Absolute fitness (W) is calculated by multiplying an organism’s survival rate by its reproductive rate. The result tells you, on average, how many surviving offspring a single individual of that genotype contributes to the next generation. A genotype with an absolute fitness of 1.0, for example, replaces itself exactly: one parent produces one viable offspring on average.
The Core Formula
The calculation has two components:
- Survival rate: the proportion of individuals with a given genotype that survive to reproductive age
- Reproductive rate: the average number of viable offspring produced by those survivors
You multiply the two together:
Absolute fitness (W) = survival rate × reproductive rate
This integrates both staying alive and actually reproducing into a single number that reflects a genotype’s total contribution to the next generation. An organism that survives reliably but barely reproduces can have the same fitness as one that reproduces prolifically but rarely survives. The product of both factors is what matters.
A Worked Example With Three Genotypes
Suppose you’re studying a population with three genotypes (DD, Dd, and dd) and you’ve collected survival and reproduction data:
- DD: 10% survival rate, 10 offspring per survivor → 0.10 × 10 = 1.0
- Dd: 10% survival rate, 8 offspring per survivor → 0.10 × 8 = 0.8
- dd: 20% survival rate, 6 offspring per survivor → 0.20 × 6 = 1.2
These products are the absolute fitness values. On average, every DD individual born produces 1.0 viable offspring over its lifetime, every Dd produces 0.8, and every dd produces 1.2. Notice that dd has the highest absolute fitness despite producing fewer offspring per survivor. Its higher survival rate more than compensates for lower reproduction.
What the Number Tells You
The absolute fitness value has a straightforward biological meaning. When W is greater than 1.0, the genotype is increasing in the population because each individual more than replaces itself. When W equals exactly 1.0, the genotype holds steady. When W falls below 1.0, the genotype is declining over time because individuals fail to fully replace themselves.
This makes absolute fitness useful for predicting whether a population (or a genotype within it) will grow, shrink, or stay stable across generations. It’s a raw count of generational output, not a comparison between genotypes.
Converting to Relative Fitness
In practice, evolutionary geneticists almost always convert absolute fitness into relative fitness. The conversion is simple: divide each genotype’s absolute fitness by the highest absolute fitness in the group.
Using the example above, dd has the highest absolute fitness at 1.2, so:
- DD: 1.0 / 1.2 = 0.83
- Dd: 0.8 / 1.2 = 0.67
- dd: 1.2 / 1.2 = 1.0
The fittest genotype always gets a relative fitness of 1.0, and every other genotype falls somewhere between 0 and 1. This normalization makes it easier to compare genotypes directly and to calculate selection coefficients. The selection coefficient (s) for any genotype is simply 1 minus its relative fitness, so DD has a selection coefficient of 0.17 and Dd has one of 0.33.
How Fitness Data Is Gathered
Unlike a trait such as color, fitness can’t be observed at a single moment. It has to be measured across the entire lifespan of the organisms you’re studying and then combined. Researchers typically collect fitness components (survival counts and offspring counts) separately and use the multiplication formula to combine them.
In field studies with plants or animals, this might involve tracking marked individuals from birth to death, recording how many survive to maturity and how many offspring each survivor produces. For organisms with short generation times like bacteria, researchers often use competition assays. Two strains are mixed together in the same environment, allowed to grow for a set period (often 24 hours), and then counted at the start and end. The ratio of each strain’s final population to its initial population gives a direct measure of fitness. Researchers distinguish the two strains by giving them different visible markers, like colonies that grow different colors on special plates, so they can count each strain separately.

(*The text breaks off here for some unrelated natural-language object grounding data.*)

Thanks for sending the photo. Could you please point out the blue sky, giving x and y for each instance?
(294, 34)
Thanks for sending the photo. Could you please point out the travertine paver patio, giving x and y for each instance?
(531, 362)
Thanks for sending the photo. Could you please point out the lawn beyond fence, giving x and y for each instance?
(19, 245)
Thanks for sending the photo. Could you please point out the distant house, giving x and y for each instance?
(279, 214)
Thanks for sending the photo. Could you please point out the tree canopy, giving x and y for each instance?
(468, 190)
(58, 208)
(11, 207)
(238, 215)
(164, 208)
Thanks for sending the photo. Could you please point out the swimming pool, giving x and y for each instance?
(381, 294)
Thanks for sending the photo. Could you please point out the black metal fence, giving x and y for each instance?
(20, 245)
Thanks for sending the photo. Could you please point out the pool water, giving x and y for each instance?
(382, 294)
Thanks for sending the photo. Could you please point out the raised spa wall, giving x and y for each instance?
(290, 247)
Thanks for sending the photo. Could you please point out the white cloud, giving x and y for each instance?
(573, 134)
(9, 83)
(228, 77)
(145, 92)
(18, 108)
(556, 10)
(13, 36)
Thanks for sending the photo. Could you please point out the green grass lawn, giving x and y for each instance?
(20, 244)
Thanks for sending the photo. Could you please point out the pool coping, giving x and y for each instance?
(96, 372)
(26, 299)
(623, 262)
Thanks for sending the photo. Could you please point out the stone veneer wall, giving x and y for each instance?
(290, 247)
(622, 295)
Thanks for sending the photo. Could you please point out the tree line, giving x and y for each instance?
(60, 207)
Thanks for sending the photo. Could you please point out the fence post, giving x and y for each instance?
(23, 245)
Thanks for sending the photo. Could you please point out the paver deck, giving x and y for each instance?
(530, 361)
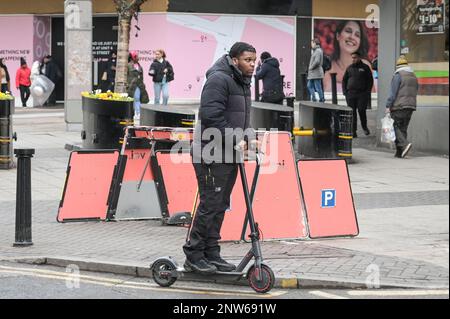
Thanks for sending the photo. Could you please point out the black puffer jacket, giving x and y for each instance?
(357, 79)
(269, 72)
(224, 106)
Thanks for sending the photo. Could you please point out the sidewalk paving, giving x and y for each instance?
(402, 208)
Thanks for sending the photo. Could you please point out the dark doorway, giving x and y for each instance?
(58, 53)
(104, 40)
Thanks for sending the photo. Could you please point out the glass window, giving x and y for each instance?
(424, 41)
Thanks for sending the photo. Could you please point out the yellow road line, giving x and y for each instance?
(431, 292)
(326, 295)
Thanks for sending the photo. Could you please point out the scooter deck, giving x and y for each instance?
(230, 275)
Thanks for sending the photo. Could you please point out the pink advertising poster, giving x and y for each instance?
(30, 39)
(194, 42)
(16, 41)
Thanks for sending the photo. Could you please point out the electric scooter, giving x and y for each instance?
(260, 277)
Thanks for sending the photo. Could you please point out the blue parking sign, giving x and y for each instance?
(328, 198)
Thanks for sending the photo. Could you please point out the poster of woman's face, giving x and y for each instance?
(339, 39)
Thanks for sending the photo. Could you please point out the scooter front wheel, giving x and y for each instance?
(267, 279)
(162, 271)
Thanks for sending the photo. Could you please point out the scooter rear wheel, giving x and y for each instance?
(162, 273)
(267, 279)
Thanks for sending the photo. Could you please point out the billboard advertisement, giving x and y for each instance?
(194, 42)
(339, 39)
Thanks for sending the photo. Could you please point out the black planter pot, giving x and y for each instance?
(104, 122)
(6, 134)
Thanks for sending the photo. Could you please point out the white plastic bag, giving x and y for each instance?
(41, 89)
(387, 129)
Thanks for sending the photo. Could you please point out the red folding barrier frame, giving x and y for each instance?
(277, 204)
(87, 190)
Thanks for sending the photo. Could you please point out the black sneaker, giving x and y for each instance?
(200, 266)
(221, 264)
(406, 150)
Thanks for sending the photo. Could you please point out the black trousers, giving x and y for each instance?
(401, 121)
(24, 94)
(358, 102)
(215, 184)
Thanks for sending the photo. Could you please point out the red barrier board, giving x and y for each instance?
(88, 183)
(328, 198)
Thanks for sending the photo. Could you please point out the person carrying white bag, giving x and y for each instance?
(402, 102)
(387, 129)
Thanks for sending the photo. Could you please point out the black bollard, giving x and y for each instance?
(333, 88)
(304, 94)
(23, 197)
(257, 95)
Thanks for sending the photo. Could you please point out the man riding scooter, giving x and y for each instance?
(224, 114)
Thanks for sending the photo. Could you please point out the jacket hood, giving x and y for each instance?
(273, 62)
(405, 69)
(225, 65)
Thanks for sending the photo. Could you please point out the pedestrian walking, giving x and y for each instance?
(224, 112)
(356, 85)
(23, 81)
(315, 72)
(402, 102)
(136, 86)
(268, 71)
(162, 73)
(4, 77)
(52, 71)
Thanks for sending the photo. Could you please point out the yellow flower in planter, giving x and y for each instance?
(110, 96)
(5, 96)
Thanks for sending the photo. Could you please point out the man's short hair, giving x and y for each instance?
(240, 47)
(265, 55)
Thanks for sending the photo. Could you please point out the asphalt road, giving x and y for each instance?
(23, 281)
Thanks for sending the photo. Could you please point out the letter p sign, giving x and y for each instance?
(328, 198)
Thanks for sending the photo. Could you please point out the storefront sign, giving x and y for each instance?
(430, 15)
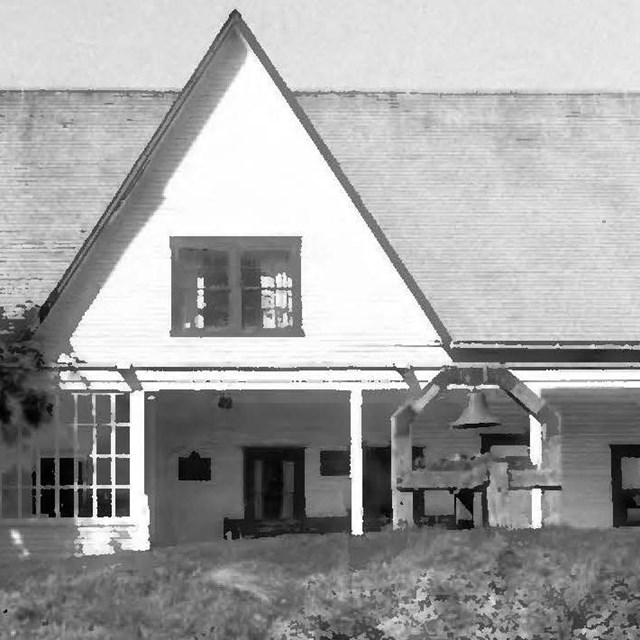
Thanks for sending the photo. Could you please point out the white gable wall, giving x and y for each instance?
(237, 161)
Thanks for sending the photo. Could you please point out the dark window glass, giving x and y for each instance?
(122, 503)
(104, 503)
(233, 286)
(66, 409)
(48, 502)
(122, 470)
(47, 471)
(267, 290)
(85, 503)
(122, 440)
(103, 467)
(334, 463)
(122, 407)
(66, 503)
(103, 440)
(85, 471)
(66, 470)
(103, 409)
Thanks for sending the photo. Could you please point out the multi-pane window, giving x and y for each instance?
(236, 286)
(79, 467)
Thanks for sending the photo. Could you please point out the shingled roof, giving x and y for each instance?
(517, 214)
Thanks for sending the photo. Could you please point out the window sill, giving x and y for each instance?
(293, 333)
(67, 522)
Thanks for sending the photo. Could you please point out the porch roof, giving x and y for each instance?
(516, 214)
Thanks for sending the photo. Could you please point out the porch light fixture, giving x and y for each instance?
(476, 414)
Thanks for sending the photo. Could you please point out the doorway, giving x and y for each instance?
(376, 489)
(274, 485)
(514, 448)
(625, 485)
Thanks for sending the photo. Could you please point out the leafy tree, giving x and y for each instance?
(25, 381)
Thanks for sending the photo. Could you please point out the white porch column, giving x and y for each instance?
(356, 468)
(536, 436)
(138, 502)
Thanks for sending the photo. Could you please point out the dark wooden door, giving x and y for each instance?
(274, 484)
(376, 490)
(625, 485)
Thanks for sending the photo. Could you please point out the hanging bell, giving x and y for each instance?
(476, 414)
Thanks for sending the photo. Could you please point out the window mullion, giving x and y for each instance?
(56, 469)
(18, 475)
(236, 288)
(76, 469)
(94, 459)
(113, 455)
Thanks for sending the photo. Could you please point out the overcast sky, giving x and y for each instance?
(420, 45)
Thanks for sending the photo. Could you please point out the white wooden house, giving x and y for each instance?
(241, 284)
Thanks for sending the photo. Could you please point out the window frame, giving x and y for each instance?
(26, 512)
(235, 246)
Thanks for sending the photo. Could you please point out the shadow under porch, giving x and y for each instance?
(263, 462)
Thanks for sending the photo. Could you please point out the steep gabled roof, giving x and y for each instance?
(516, 214)
(236, 23)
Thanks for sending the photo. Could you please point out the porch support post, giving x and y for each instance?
(401, 465)
(138, 499)
(536, 436)
(356, 468)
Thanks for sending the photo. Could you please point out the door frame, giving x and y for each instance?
(293, 454)
(488, 440)
(619, 451)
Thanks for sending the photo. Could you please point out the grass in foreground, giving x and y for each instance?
(549, 584)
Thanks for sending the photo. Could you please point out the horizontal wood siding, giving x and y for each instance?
(591, 420)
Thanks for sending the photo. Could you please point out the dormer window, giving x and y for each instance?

A simpler lab approach measures the maximum growth rate of a single strain growing alone, typically by tracking how dense the culture becomes over time. This captures growth ability but misses the competitive dynamics that shape real evolutionary outcomes, so competition assays are considered closer to the true evolutionary meaning of fitness.
When the Simple Formula Gets Complicated
The survival × reproduction formula works cleanly when generations don’t overlap, meaning parents reproduce and then are gone before their offspring reproduce. Many textbook examples assume this structure because it keeps the math straightforward.
In species with overlapping generations (most mammals, many plants), fitness calculations become more complex. An individual that reproduces early may contribute more to population growth than one that produces the same total number of offspring later in life, because those early offspring start reproducing sooner. In these cases, fitness is better captured by more sophisticated measures that account for the timing of reproduction, not just the total count.
Environmental variation adds another layer. A genotype’s survival and reproductive rates can shift across seasons, years, or habitats. A single absolute fitness value assumes relatively stable conditions, so researchers sometimes calculate fitness across multiple environments or generations to get a more realistic picture.